Learn more about the class

Michelle Gordon, professor of African American studies, surveyed early African American literature and print culture from the Revolutionary Era through the turn of the 20th century in league with Jim Alexander, whose photography chronicles more than a half century of Black and American life, culture and social justice struggles. According to Gordon, one course goal was to use Alexander’s body of work and the texts “as inspiration to use our own voices to advocate for what we believe is right, to defend our own rights, and to stand up for the rights of others.”

Learn more about the class

Sean Meighoo, professor of comparative literature, and Lee Osorio, actor and playwright, asked students to examine the struggles mounted against European colonialism in the 19th and 20th centuries, and the result was a book titled “Meditations on Anti-Colonialism” conceived, says Osorio, “during the pandemic of the coronavirus but deep-diving into the not-so-novel pandemic of racism.”

Learn more about the class

Faculty and artists invited to apply for fall 2022

The ASJ program intends to select faculty members by the time of fall registration (March 28 for undergraduates; other registration dates vary by school) so that students will know which courses will have that focus.
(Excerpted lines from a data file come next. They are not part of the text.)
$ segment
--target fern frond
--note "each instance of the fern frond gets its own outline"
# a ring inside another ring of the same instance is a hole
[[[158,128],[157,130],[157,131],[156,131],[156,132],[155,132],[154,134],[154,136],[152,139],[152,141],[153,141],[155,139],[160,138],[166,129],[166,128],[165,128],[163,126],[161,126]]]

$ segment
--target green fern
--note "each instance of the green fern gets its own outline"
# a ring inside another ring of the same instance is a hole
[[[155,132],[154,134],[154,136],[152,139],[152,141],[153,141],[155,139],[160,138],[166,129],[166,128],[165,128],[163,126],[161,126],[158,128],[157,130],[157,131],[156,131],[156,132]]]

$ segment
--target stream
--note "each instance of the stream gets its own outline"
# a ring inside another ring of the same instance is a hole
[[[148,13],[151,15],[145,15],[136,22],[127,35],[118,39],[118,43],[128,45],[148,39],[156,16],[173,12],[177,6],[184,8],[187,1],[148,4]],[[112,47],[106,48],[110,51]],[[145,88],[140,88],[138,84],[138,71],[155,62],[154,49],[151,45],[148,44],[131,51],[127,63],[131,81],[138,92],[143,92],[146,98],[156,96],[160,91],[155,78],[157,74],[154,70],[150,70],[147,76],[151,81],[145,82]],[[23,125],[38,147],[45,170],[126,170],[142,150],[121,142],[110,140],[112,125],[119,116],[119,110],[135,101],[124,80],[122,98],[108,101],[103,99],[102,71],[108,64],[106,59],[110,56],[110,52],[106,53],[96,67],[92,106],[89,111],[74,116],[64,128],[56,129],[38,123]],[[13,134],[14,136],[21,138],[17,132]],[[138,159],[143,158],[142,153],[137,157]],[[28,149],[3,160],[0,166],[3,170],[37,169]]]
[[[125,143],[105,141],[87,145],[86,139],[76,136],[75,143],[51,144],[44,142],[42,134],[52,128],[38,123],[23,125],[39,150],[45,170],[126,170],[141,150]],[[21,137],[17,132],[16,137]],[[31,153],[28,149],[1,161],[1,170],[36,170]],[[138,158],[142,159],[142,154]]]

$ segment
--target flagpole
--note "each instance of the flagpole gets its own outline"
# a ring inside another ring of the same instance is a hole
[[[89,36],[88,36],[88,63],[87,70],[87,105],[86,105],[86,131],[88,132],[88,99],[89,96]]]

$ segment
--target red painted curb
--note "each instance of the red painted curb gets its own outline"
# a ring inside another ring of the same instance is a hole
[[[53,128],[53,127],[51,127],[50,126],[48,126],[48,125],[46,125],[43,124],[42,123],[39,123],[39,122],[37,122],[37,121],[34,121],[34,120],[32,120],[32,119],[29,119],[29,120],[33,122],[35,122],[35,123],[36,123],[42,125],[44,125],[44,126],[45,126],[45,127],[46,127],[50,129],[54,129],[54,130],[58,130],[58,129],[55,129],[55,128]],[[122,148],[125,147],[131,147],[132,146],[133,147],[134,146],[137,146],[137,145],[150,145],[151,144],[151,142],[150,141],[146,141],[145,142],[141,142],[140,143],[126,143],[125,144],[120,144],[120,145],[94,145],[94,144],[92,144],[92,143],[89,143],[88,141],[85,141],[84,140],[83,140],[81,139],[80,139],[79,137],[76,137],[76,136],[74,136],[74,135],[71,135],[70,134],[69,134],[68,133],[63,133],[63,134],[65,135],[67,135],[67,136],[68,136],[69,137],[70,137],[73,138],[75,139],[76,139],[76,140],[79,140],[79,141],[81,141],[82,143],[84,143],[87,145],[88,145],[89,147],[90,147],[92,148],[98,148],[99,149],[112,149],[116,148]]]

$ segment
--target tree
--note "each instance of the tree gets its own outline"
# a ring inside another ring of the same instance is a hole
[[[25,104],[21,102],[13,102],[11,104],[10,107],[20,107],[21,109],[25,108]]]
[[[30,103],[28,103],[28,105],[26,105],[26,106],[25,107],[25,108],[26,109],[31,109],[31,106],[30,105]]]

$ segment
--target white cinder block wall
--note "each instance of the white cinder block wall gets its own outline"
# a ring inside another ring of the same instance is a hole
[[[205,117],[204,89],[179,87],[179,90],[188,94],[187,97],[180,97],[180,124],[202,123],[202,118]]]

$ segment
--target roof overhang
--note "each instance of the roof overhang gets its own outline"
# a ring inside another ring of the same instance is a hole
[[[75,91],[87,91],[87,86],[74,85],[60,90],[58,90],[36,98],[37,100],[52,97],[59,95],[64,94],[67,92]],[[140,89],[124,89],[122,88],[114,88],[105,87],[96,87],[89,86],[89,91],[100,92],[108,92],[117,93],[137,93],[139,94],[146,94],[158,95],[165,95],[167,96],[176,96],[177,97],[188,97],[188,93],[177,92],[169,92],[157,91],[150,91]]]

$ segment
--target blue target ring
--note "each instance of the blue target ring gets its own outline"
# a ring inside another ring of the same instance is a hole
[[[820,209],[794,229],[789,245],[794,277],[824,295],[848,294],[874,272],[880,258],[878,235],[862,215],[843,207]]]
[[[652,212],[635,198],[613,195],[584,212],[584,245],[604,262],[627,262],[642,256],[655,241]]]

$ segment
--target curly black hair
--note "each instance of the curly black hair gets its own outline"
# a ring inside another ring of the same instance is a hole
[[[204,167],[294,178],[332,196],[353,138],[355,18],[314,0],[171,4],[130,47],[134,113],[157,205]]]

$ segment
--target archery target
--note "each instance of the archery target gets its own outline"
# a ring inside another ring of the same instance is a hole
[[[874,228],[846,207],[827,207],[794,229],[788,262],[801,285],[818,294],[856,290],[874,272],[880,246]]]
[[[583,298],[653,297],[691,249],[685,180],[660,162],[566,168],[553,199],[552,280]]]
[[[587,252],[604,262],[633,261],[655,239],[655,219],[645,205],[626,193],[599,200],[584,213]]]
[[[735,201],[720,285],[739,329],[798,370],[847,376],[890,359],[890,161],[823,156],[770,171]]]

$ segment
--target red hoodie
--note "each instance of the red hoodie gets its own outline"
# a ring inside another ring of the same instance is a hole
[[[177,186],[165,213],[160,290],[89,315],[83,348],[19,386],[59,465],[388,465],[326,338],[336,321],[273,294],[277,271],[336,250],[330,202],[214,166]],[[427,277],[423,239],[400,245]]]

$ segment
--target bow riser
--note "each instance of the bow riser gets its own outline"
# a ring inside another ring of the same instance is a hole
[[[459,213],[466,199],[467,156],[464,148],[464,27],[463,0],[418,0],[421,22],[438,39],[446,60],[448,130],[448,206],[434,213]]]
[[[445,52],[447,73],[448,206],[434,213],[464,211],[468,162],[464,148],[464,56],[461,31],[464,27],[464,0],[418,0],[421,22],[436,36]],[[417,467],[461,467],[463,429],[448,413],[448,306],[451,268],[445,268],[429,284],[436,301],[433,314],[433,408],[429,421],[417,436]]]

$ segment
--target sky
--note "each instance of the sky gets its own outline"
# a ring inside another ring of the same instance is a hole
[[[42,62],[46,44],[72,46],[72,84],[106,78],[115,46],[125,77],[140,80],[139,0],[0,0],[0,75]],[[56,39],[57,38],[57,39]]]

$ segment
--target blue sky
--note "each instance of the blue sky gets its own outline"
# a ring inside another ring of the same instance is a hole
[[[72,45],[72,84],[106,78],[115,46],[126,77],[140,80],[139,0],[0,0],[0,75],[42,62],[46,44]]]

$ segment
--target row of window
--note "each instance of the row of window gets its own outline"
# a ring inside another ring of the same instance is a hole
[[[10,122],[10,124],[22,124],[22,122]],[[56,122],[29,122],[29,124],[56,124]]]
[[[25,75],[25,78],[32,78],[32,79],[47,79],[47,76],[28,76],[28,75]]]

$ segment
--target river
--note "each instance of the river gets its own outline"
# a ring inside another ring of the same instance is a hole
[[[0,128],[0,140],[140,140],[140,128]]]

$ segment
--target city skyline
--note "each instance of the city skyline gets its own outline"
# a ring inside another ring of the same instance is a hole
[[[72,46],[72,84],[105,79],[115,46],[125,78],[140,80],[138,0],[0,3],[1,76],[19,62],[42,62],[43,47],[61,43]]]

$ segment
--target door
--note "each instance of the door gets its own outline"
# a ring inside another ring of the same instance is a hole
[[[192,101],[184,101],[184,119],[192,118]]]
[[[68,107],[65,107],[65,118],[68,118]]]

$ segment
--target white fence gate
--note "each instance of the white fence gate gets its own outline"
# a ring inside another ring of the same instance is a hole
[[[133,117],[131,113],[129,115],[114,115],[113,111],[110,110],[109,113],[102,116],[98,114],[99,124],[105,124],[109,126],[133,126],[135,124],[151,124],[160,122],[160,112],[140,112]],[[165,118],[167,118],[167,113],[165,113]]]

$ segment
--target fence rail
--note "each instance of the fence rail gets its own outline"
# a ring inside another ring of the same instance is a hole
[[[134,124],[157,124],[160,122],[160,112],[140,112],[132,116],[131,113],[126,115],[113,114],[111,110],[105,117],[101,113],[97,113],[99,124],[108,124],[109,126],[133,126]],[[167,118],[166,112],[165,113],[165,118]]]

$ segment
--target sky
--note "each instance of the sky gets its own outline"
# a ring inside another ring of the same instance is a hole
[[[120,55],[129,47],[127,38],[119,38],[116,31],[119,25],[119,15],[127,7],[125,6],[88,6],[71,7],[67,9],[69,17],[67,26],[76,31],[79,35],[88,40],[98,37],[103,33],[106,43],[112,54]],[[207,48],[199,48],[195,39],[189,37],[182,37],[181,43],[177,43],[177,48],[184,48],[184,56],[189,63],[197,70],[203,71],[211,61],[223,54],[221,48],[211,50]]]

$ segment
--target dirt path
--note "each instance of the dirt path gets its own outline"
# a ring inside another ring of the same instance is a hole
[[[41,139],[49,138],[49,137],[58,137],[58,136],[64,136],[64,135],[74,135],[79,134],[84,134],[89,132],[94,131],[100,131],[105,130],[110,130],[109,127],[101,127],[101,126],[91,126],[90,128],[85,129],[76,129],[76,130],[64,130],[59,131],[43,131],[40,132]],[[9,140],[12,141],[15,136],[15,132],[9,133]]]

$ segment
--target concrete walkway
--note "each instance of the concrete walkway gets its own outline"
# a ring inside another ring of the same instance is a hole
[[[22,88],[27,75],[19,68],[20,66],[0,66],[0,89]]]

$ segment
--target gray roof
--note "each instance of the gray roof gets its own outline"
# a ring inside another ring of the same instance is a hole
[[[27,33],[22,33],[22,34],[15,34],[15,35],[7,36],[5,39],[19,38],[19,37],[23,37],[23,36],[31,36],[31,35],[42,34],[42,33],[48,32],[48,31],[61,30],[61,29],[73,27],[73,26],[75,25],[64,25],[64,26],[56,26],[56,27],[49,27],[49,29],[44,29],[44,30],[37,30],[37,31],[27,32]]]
Faculty applications for the 2022-2023 school year opened March 1 and close at 11:59 p.m. EST on March 22. Selected applicants will be interviewed and notifications will be announced on March 25. These dates may be subject to change. Last year’s faculty are featured in a video describing the way that an arts and social justice lens enriched their courses. Emory faculty from all divisions of the university are encouraged to apply. Visit the ASJ website’s faculty FAQ page for more information.

ASJ artist-fellows engage faculty members to design a creative project that reflects on racial or other inequities and then embed their project in one of the faculty member’s existing courses. Atlanta-area artists will be invited to apply beginning April 1. Interviews for selected applicants will occur April 21, 22 and 25. Final notifications will be announced April 29.